Enhancing Depression Detection with Chain-of-Thought Prompting: From Emotion to Reasoning Using Large Language Models
Shiyu Teng, Jiaqing Liu, Rahul Kumar Jain, Shurong Chai, Ruibo Hou, Tomoko Tateyama, Lanfen Lin, Yen-wei Chen
TL;DR
Depression detection from text faces challenges from subtle linguistic cues and the lack of transparent reasoning. The authors introduce a Chain-of-Thought prompting framework that decomposes detection into four stages—emotion analysis, binary depression classification, causal reasoning, and severity assessment—to mirror clinical diagnostics and improve interpretability. Evaluated on the E-DAIC dataset using Concordance Correlation Coefficient (CCC) and Mean Absolute Error (MAE) with severity scored by PHQ-8 in the range $[0,24]$, the approach outperforms traditional prompts and enhances diagnostic granularity.

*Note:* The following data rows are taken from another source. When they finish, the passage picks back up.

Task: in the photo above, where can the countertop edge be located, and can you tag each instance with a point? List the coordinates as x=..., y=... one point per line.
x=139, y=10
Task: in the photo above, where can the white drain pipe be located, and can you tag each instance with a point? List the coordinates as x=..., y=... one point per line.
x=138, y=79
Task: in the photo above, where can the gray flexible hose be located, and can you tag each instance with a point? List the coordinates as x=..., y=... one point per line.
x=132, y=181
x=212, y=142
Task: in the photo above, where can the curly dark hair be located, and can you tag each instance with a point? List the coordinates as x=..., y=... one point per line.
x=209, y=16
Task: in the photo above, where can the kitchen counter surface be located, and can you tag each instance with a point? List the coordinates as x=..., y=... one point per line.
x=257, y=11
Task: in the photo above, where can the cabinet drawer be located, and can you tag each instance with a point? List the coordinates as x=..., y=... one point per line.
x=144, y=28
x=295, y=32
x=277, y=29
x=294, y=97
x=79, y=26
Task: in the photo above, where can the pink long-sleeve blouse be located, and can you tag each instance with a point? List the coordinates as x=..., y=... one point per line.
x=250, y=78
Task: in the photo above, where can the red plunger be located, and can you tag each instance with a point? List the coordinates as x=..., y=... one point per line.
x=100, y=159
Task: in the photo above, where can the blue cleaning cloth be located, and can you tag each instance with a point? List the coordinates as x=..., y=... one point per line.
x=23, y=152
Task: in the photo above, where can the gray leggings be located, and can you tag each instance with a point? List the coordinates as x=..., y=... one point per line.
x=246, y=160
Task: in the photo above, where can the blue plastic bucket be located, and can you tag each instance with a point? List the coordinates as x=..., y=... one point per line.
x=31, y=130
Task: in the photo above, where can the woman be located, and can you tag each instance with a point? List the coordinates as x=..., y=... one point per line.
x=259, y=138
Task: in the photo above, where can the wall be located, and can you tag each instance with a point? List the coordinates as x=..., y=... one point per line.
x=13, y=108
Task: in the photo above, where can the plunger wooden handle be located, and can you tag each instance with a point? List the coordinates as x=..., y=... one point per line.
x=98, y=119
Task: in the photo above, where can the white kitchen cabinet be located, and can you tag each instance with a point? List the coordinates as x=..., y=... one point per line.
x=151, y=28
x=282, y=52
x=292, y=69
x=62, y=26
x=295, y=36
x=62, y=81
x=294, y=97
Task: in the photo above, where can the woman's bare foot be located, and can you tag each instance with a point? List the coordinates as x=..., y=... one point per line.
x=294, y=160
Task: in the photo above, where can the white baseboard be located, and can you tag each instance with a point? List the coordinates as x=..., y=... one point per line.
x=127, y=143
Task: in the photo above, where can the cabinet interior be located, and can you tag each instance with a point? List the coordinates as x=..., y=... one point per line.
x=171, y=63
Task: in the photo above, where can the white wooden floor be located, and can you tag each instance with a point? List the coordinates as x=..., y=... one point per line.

The work demonstrates that structured reasoning within LLMs aligns with clinical workflows and suggests promising extensions to multimodal data for more robust mental health assessment.
Abstract
Depression is one of the leading causes of disability worldwide, posing a severe burden on individuals, healthcare systems, and society at large. Recent advancements in Large Language Models (LLMs) have shown promise in addressing mental health challenges, including the detection of depression through text-based analysis. However, current LLM-based methods often struggle with nuanced symptom identification and lack a transparent, step-by-step reasoning process, making it difficult to accurately classify and explain mental health conditions. To address these challenges, we propose a Chain-of-Thought Prompting approach that enhances both the performance and interpretability of LLM-based depression detection. Our method breaks down the detection process into four stages: (1) sentiment analysis, (2) binary depression classification, (3) identification of underlying causes, and (4) assessment of severity. By guiding the model through these structured reasoning steps, we improve interpretability and reduce the risk of overlooking subtle clinical indicators. We validate our method on the E-DAIC dataset, where we test multiple state-of-the-art large language models. Experimental results indicate that our Chain-of-Thought Prompting technique yields superior performance in both classification accuracy and the granularity of diagnostic insights, compared to baseline approaches.